Etihad Stadium di Melbourne, Australia, yang sanggup menampung 56 ribu orang, gegap gempita oleh Gonna See My Friend ketika sehelai kaos oblong hitam meluncur deras dari barisan penonton paling depan. Kaos itu akhirnya jatuh di bibir panggung, tepat diantara kaki dua orang paling diburu di Indonesia saat ini, Eddie Vedder dan Stone Gossard. Di kaos itu tertera sebaris do’a yang sudah belasan tahun lamanya dipanjatkan: “Bring Pearl Jam to Indonesia!”
Setelah menempuh jarak sejauh 5200 Km dari Jakarta, akhirnya si kaos oblong hitam sampai di penghujung jalan, memenuhi takdirnya.
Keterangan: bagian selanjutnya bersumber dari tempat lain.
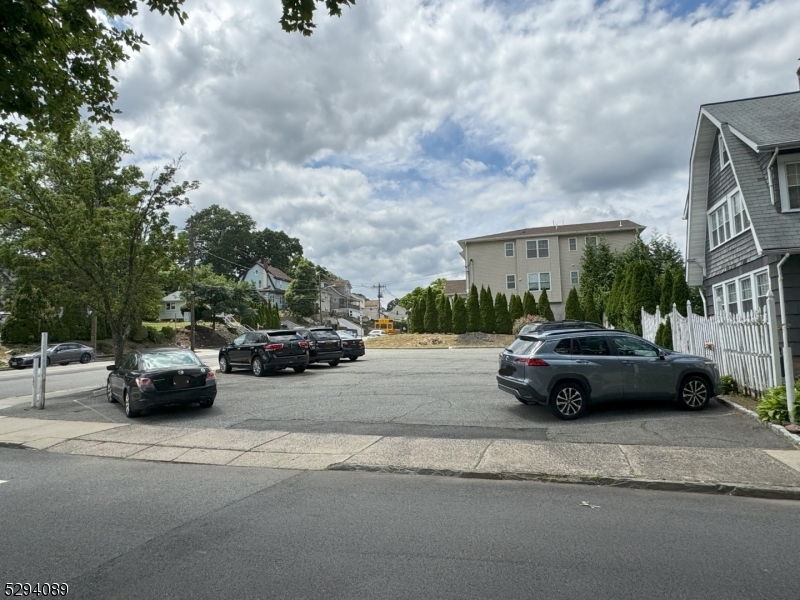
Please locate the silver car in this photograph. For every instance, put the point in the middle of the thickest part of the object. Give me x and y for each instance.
(568, 370)
(61, 354)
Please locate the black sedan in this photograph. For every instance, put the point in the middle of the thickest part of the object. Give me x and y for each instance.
(352, 346)
(159, 377)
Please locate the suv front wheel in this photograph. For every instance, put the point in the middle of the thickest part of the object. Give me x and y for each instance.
(568, 400)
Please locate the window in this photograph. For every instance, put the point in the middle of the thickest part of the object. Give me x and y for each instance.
(789, 180)
(537, 248)
(538, 281)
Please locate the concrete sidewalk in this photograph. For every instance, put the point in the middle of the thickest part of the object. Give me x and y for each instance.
(738, 471)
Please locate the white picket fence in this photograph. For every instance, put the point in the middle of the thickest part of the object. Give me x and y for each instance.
(744, 346)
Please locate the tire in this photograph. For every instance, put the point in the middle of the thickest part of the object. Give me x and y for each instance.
(694, 393)
(568, 400)
(126, 402)
(258, 367)
(109, 393)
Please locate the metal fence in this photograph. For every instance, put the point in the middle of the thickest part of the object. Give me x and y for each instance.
(744, 346)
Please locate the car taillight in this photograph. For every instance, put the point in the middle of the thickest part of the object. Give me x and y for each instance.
(533, 362)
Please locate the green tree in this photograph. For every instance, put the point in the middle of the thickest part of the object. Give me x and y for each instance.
(529, 304)
(473, 310)
(572, 308)
(103, 227)
(502, 319)
(459, 315)
(544, 307)
(302, 294)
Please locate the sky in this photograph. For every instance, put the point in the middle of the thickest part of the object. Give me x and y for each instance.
(402, 127)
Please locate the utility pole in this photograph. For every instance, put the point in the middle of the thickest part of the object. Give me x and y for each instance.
(191, 277)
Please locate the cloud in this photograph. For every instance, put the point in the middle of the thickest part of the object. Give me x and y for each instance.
(402, 127)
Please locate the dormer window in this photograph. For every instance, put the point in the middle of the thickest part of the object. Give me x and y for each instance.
(724, 159)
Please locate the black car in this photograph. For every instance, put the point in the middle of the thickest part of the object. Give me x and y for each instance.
(557, 325)
(265, 351)
(323, 345)
(159, 377)
(352, 346)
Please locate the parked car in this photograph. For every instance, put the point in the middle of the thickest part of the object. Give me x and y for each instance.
(61, 354)
(323, 345)
(265, 351)
(555, 325)
(160, 377)
(352, 346)
(568, 370)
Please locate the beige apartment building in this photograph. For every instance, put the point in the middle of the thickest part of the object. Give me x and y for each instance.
(539, 258)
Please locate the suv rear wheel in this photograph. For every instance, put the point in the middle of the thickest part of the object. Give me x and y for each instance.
(568, 400)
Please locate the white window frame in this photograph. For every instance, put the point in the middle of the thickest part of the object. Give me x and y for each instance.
(723, 152)
(535, 281)
(727, 229)
(783, 181)
(537, 248)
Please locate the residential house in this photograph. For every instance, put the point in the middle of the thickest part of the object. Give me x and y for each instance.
(539, 258)
(743, 207)
(270, 282)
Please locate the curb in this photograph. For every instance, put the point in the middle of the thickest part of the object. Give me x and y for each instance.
(794, 439)
(727, 489)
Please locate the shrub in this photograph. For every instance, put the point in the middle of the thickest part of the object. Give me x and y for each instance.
(773, 408)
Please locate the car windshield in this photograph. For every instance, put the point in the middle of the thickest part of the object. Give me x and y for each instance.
(165, 360)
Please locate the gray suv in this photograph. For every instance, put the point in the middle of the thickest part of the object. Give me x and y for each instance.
(566, 370)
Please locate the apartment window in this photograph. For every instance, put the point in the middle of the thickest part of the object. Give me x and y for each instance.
(789, 181)
(537, 248)
(538, 281)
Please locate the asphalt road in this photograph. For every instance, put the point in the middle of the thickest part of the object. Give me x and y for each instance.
(112, 529)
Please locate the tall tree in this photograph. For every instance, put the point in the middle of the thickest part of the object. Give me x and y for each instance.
(473, 310)
(103, 227)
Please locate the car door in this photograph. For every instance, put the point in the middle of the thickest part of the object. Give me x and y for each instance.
(593, 360)
(647, 376)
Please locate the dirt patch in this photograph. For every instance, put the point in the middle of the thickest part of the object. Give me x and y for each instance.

Demikian penuh liku jalan yang telah ditempuhnya. Dimulai dalam wujud sebuah gagasan di PJId, kaos oblong itu menjelma melalui Ega, setelah sebelumnya mengkristal dalam goresan tangan Irul. Ia kemudian diterbangkan ke Melbourne menumpang ekspedisi bantuan Nito, hinggap ke tangan Pheps yang saat itu sedang menantikan saat bersejarah dalam hidupnya, dan berakhir di lemparan seorang bule berbadan besar yang sama sekali tidak kita kenal.
Biarlah nanti waktu yang menuliskan, akankah kaos oblong hitam itu menjadi titik manis dalam sejarah, atau tercampak sebagai sebuah upaya sia-sia belaka...
Konser berdurasi 3 jam itu dibuka dengan Eldery Woman. Sungguh sebuah sapaan manis, mengingat sudah 3 tahun lamanya Pearl Jam tidak mampir ke Melbourne.
Itulah Eddie. Legenda hidup rock yang sangat memahami emosi audiensnya. Sosok yang demikian ikonik, namun terasa sangat dekat di hati, karena seolah selalu bisa membaca apa yang sedang kita rasakan.
Ah, kapan ya, saya bisa meneriakkan pesan yang sama pada mereka. I just want to scream, HELLLOOO!!!
Saya yakin malam itu Pheps terbang dalam kebahagiaan ketika Given to Fly membahana, sebagaimana juga mimpi kita yang terbang ribuan kilometer jauhnya ke Etihad Stadium, dalam wujud sehelai kaos oblong hitam.
Pasti dia juga merasa demikian hidup, ketika bersama puluhan ribu jamily lainnya meneriakkan Alive di depan Pearl Jam yang sesungguhnya!
Namun sedikit, terselip dalam hatinya, mungkin kesedihan menyelinap saat perihnya Black mengingatkan dia, bahwa hingga hari ini, nyaris dua puluh tahun setelah Pearl Jam meledak dan menjadi fenomena dunia, Indonesia belum juga dikunjungi.
Profesor Yohanes Surya Ph.d, yang saat ini terkenal sebagai bapak moyangnya fisika Indonesia, menjelaskan konsep “mestakung” dalam sebuah bukunya: “Ketika kita memiliki keinginan yang demikian besar, berupaya sebisanya untuk mencapai keinginan itu, dan selalu memupuknya dengan membicarakan keinginan itu pada banyak pihak, maka semesta akan mewujudkannya untuk kita. Semesta mendukung. Mestakung.”